Im using AWS Glue to copy data from DynamoDB to S3. I have written the below code to copy DyanmoDB table to S3 in the same account. It works fine, copies my table with 600million records without any issues. It take about 20min.

from pyspark.context import SparkContext
from awsglue.context import GlueContext
from datetime import datetime

# inputs
dataset_date = datetime.strftime(datetime.now(), '%Y%m%d')
table_name = "table-name"
read_percentage = "0.5"
output_location = 's3://'+dataset_date
fmt ="json" 

# glue setup
sc = SparkContext()
glueContext = GlueContext(sc)

# scan the DDB table
table = glueContext.create_dynamic_frame.from_options("dynamodb",
                                                  connection_options={
                                                                      "dynamodb.input.tableName": table_name,
                                                                      "dynamodb.throughput.read.percent": read_percentage,
                                                                      "dynamodb.splits": "100"
                                                                      }
                                                )

# write to S3
glueContext.write_dynamic_frame.from_options(frame=table,
                                         connection_type="s3",
                                         connection_options={"path": output_location},
                                         format=fmt,
                                         transformation_ctx="datasink"
                                        )
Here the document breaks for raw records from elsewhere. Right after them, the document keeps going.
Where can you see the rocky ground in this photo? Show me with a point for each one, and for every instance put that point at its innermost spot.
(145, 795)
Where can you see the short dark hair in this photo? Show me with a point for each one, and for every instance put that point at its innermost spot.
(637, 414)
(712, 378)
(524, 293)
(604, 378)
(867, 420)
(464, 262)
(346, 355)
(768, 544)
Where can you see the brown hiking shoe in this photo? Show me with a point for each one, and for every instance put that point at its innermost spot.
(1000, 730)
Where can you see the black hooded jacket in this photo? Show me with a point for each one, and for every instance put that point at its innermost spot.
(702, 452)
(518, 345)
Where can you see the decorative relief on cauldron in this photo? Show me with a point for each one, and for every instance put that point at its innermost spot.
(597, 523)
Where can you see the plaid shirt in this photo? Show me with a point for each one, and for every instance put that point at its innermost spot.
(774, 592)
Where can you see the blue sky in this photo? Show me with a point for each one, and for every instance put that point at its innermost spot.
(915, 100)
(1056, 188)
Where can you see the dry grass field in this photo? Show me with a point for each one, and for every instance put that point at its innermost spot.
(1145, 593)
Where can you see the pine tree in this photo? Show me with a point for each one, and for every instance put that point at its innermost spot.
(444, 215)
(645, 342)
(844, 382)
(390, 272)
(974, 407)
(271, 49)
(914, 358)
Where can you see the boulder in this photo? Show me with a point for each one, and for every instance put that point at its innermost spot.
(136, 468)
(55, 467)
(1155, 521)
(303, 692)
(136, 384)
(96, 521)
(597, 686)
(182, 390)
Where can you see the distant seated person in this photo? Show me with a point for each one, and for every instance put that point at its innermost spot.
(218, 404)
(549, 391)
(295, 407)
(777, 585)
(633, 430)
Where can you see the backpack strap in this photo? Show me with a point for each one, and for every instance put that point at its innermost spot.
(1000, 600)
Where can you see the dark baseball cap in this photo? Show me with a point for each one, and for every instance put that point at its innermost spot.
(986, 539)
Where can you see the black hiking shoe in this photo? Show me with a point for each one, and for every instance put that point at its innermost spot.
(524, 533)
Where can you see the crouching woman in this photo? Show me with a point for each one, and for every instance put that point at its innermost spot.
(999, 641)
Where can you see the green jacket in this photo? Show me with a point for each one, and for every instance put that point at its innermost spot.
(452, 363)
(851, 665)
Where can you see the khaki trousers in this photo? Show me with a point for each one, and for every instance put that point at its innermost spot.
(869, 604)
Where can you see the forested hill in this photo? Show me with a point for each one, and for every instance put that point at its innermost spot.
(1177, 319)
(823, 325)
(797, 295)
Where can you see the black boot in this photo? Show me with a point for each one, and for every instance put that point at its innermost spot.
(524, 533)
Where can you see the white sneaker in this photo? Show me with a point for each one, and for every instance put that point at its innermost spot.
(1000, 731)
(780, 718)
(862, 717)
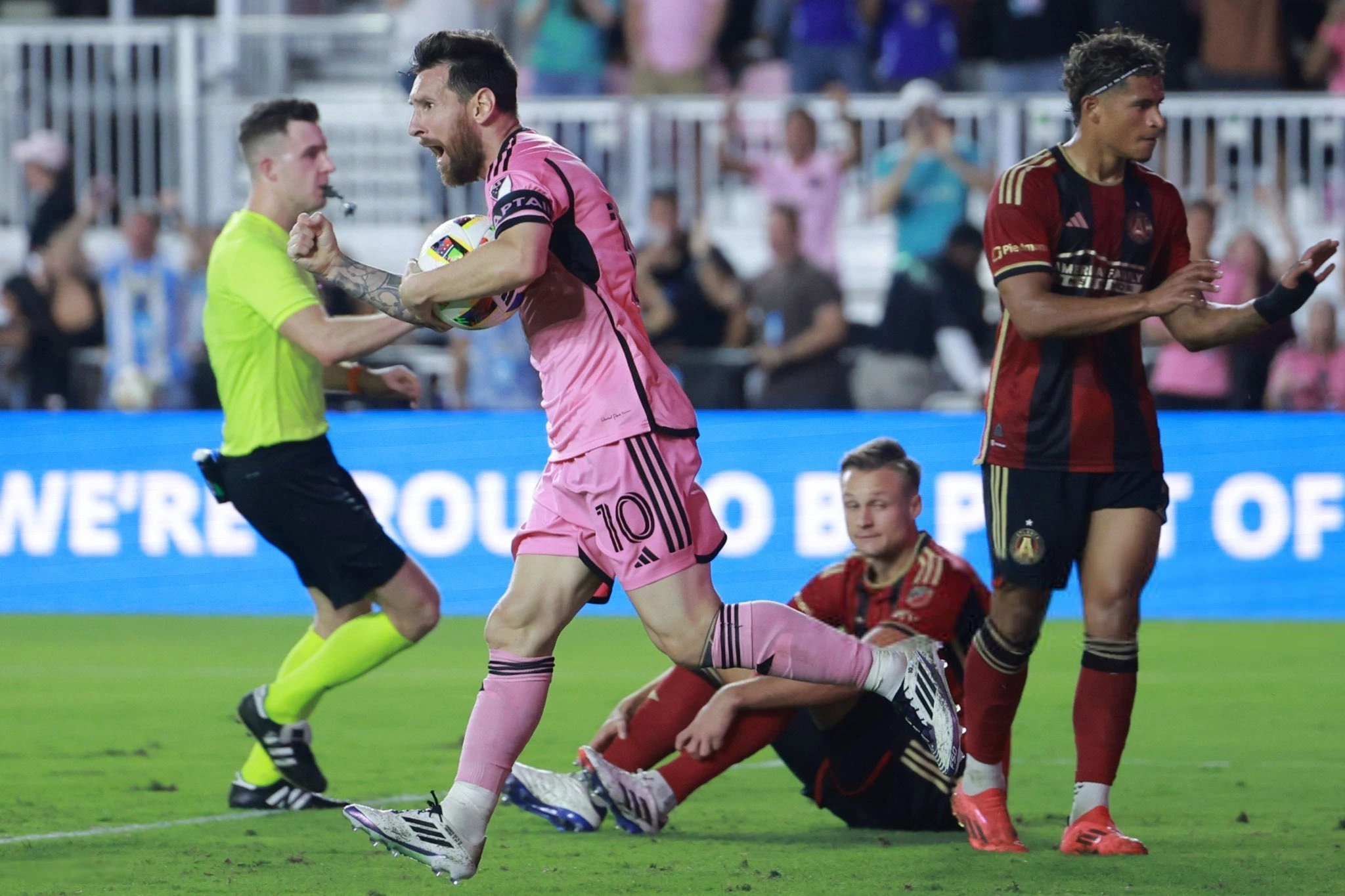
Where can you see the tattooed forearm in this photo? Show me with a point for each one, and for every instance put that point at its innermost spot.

But now I want to do a cross account S3 dump using the above script. The DynamoDB tables are in account A (prod account) and the Glue job to read from DynamoDB tables and S3 bucket to dump that data are in Account B (DW account). I don't know if it is possible to use my script but give cross-account Glue access so it can read DynamoDB tables from Account A

2

2 Answers

0
votes

Create an IAM role in Account A (DynamoDB table owner account) that allows for Glue as Principal to read tables.

Configure permissions policy for IAM role in Account A (DynamoDB table owner account) that allowing reading data in tables. A sample you can build from is provided as follow:

{
    "Version": "2012-10-17",
    "Statement": [
        {
            "Sid": "ListAndDescribe",
            "Effect": "Allow",
            "Action": [
                "dynamodb:List*",
                "dynamodb:DescribeReservedCapacity*",
                "dynamodb:DescribeLimits",
                "dynamodb:DescribeTimeToLive"
            ],
            "Resource": "*"
        },
        {
            "Sid": "AllTables",
            "Effect": "Allow",
            "Action": [
                "dynamodb:BatchGet*",
                "dynamodb:DescribeStream",
                "dynamodb:DescribeTable",
                "dynamodb:Get*",
                "dynamodb:Query",
                "dynamodb:Scan"
            ],
            "Resource": [
                "arn:aws:dynamodb:*:*:table/table-1",
                "arn:aws:dynamodb:*:*:table/table-2"
            ]
        }
    ]
}

Configure trust policy in the above IAM role in Account A (Dynamo DB tables account) to permit Glue to assume it.

{
  "Version": "2012-10-17",
  "Statement": [
    {
      "Effect": "Allow",
      "Principal": {
        "Service": "glue.amazonaws.com"
      },
      "Action": "sts:AssumeRole"
    }
  ]
}

In IAM role configured for Glue job in Account B (which doesn't own the tables), include a permission policy for it to assume the IAM role in Account A (Dynamo DB tables owner account).

    {
        "Sid": "DelegateDynamoDBTablesOwnerRoleArn",
        "Effect": "Allow",
        "Action": "sts:AssumeRole",
        "Resource": "arn:aws:iam::dynamo-db-table-owner-role-arn:role/*"
    }

References

  1. https://docs.aws.amazon.com/glue/latest/dg/cross-account-access.html#cross-account-calling-etl
0
votes

I don't think this going to work with the glue script running in the DW account.

The GlueContext connects to DynamoDB using the table name:

https://docs.aws.amazon.com/glue/latest/dg/aws-glue-programming-etl-connect.html#aws-glue-programming-etl-connect-dynamodb

What you should explore is run the glue script in the Prod account and give cross-account access to your DW buckets so that Glue running in the prod account can assume the role to write the target S3 Buckets in DW account.